|Tent is set up, ready for the crowd|
At the Pecan Festival yesterday.
“It offends me,” said a young, well dressed black woman, when she discovered I had written an antebellum novel from a slave’s point of view. “How can you know what it feels like to be a slave?”
I said, “Have you ever been a slave? How do you know how it felt?”
“But my ancestors were slaves.”
I said, “What about this? Can I write a story from a man’s perspective, though I’m not a man? Or can a male author write about a woman’s life?”
“That’s a different thing. Where do you get background information? How do you know what slaves suffered?”
“I used the slave narratives, many of them available at the Library of Congress.”
“What’s the slave narratives?”
I told her about the many interviews of former slaves that were recorded in the 1930s as a Writers Project when FDR was president.
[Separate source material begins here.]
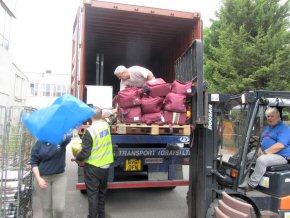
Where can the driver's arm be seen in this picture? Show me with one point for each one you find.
(274, 148)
Within these interviews are many poignant and heart-breaking stories.
The well dressed young woman walked away, apparently still offended.
Another black lady, who said she was born in 1938 but hardly looked her age, became engrossed in a small book about slavery that I put together using Macintosh Word and a stapler. The text came from the LOC narratives and photos from my collection from the internet.
We went through every one of the 30 pages, and I explained to her what I understood from the photographs. At the end, she said she was glad things weren’t now as they were then.
She suggested I publish and sell the book, and maybe I will. She thanked me for writing it.